Elucidating Biophysical and Structural Mechanisms of Multivalent Lectin-Glycan Binding using Glyconanoparticle Probes

Multivalent lectin-glycan interactions (MLGIs) are widespread and vital for biology, and also hold the key to many therapeutic applications. However, the underlying structural and biophysical mechanisms for many MLGIs remain poorly understood, limiting our ability to design glycoconjugates that can potently target specific MLGIs for therapeutic intervention. Glycosylated nanoparticles (NPs) have recently emerged as powerful biophysical probes for studying MLGIs, revealing key information regarding the binding behaviours of different lectins, which can subsequently inform their therapeutic potential. Despite these advances, however, the structural and biophysical mechanisms behind the specific binding behaviours of different lectins towards glycan-NPs is largely unknown. This research focuses on furthering our understanding of these mechanisms by exploiting the unique multifunctional properties of glycan-conjugated quantum dots (glycan-QDs) and gold nanoparticles (glycan-GNPs), as well as other nanoscale tools, to improve our understanding of the structural, thermodynamic and kinetic rationale behind the MLGIs of two closely related and immunologically interesting tetrameric lectins, DC-SIGN and DC-SIGNR.

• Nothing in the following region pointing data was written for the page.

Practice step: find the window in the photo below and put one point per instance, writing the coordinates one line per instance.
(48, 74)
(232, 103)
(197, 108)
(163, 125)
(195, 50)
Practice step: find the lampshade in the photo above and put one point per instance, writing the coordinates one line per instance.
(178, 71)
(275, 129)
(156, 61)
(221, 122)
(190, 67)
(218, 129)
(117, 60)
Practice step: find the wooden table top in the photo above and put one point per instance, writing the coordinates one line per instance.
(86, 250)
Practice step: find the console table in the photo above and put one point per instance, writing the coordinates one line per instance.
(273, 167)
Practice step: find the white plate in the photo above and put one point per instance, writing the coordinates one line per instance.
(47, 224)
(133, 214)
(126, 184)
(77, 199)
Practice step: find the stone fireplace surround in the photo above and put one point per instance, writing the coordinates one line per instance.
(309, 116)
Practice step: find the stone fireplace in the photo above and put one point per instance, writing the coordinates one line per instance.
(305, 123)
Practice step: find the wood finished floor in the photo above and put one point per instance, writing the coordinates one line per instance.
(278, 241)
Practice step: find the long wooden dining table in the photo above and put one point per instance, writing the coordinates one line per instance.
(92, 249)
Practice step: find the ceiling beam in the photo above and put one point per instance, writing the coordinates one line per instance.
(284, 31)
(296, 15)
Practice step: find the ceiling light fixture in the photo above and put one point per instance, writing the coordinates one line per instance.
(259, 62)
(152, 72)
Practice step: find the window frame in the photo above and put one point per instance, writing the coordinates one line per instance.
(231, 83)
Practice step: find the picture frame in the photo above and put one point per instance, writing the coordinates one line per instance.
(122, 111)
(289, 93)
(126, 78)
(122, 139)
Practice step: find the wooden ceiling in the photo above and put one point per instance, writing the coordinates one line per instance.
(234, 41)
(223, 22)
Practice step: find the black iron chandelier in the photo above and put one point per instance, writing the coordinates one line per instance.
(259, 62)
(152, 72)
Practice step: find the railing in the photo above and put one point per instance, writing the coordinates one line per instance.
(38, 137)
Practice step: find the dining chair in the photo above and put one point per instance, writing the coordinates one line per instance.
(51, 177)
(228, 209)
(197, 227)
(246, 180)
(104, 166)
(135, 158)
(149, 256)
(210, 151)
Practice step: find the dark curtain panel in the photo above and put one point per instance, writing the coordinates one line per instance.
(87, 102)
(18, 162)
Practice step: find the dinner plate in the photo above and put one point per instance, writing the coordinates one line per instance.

DC-SIGN and DC-SIGNR (collectively, DC-SIGN/R) display near-identical mannose-binding motifs and have both been identified to facilitate viral infection. Despite this, these lectins have been shown to have very different affinities to some of the same viral glycoproteins or other glycoconjugates, both in solution and on cell surfaces. This has been attributed to their differences in multivalent spatial specificity, induced by differences in their tetrameric structures. For example, our group previously demonstrated that upon incubation with the same glycan-QDs, DC-SIGN bound simultaneously to individual QDs, whereas DC-SIGNR formed much weaker crosslinking interactions. Here, a QD-FRET technique for determining the thermodynamic and kinetic contributions of MLGIs in solution has been developed, and has revealed that, though both DC-SIGN/R display similar enthalpically driven MLGIs with mannosylated QDs (4× that of monovalent binding), DC SIGNR incurs a greater entropic penalty and slower kinetics which can be attributed to its less favourable crosslinking binding mode (Chapter 3). Furthermore, a 16 amino acid C-terminal (not present in DC SIGNR) has been shown to contribute to the specificity of DC SIGN MLGIs; the removal of which completely alters the thermodynamics towards entropically driven binding, and enables the possibility of crosslinking. In addition to these assays, DC-SIGN/R-functionalised supported lipid bilayers have been developed to better replicate the native environment of lectins on cell membranes (Chapter 5). Here, QCM-D and cryo-EM studies with mannosylated GNPs show that these different binding modes can still be observed on membrane surfaces, where DC-SIGNR⋅glycan-GNP binding is highly dependent upon the lectin surface density, whereas DC-SIGN binding shows no such dependency. This may therefore contribute to the observed differences between DC-SIGN/R MLGIs in both solution-phase and cell surface assays.

The crosslinking behaviour of DC-SIGNR can be attributed to the inability of its four binding sites to bridge the glycan display of an individual glycan-NP. Here, a single molecule FRET technique has been developed, using a new tetramer FRET pair labelling strategy, in conjugation with MD simulations to provide an estimate of the inter-binding site distances of DC SIGN/R (Chapter 6). These results demonstrate a broader tetrameric model for DC-SIGNR which may explain its inability to tetravalently bind to glycan-NPs of these sizes. However, this has been demonstrated to be overcome using glycosylated quantum rods (glycan-QRs), whereby the reduced surface curvature of the cylindrical middle section of these nanomaterials is able to encourage tetravalent binding of all four binding sites of DC-SIGNR, reducing the amount of crosslinking and thus resulting in stronger MLGIs (Chapter 4).

Additionally, understanding of these interactions has also paved the foundation of other innovative nano-therapeutics which apply these principles. Here, DC SIGN-conjugated NPs have been developed to target the glycosylation sites of the SARS-CoV-2 S protein, showing to effectively neutralise a range of pseudotyped and authentic SARS-CoV-2 variants (Chapter 8).

Overall, the findings presented in this thesis reveal crucial information regarding the binding of key MLGIs which can be used to help inform the rational design of more potent and specific lectin or glycan targeting agents for potential therapeutic applications.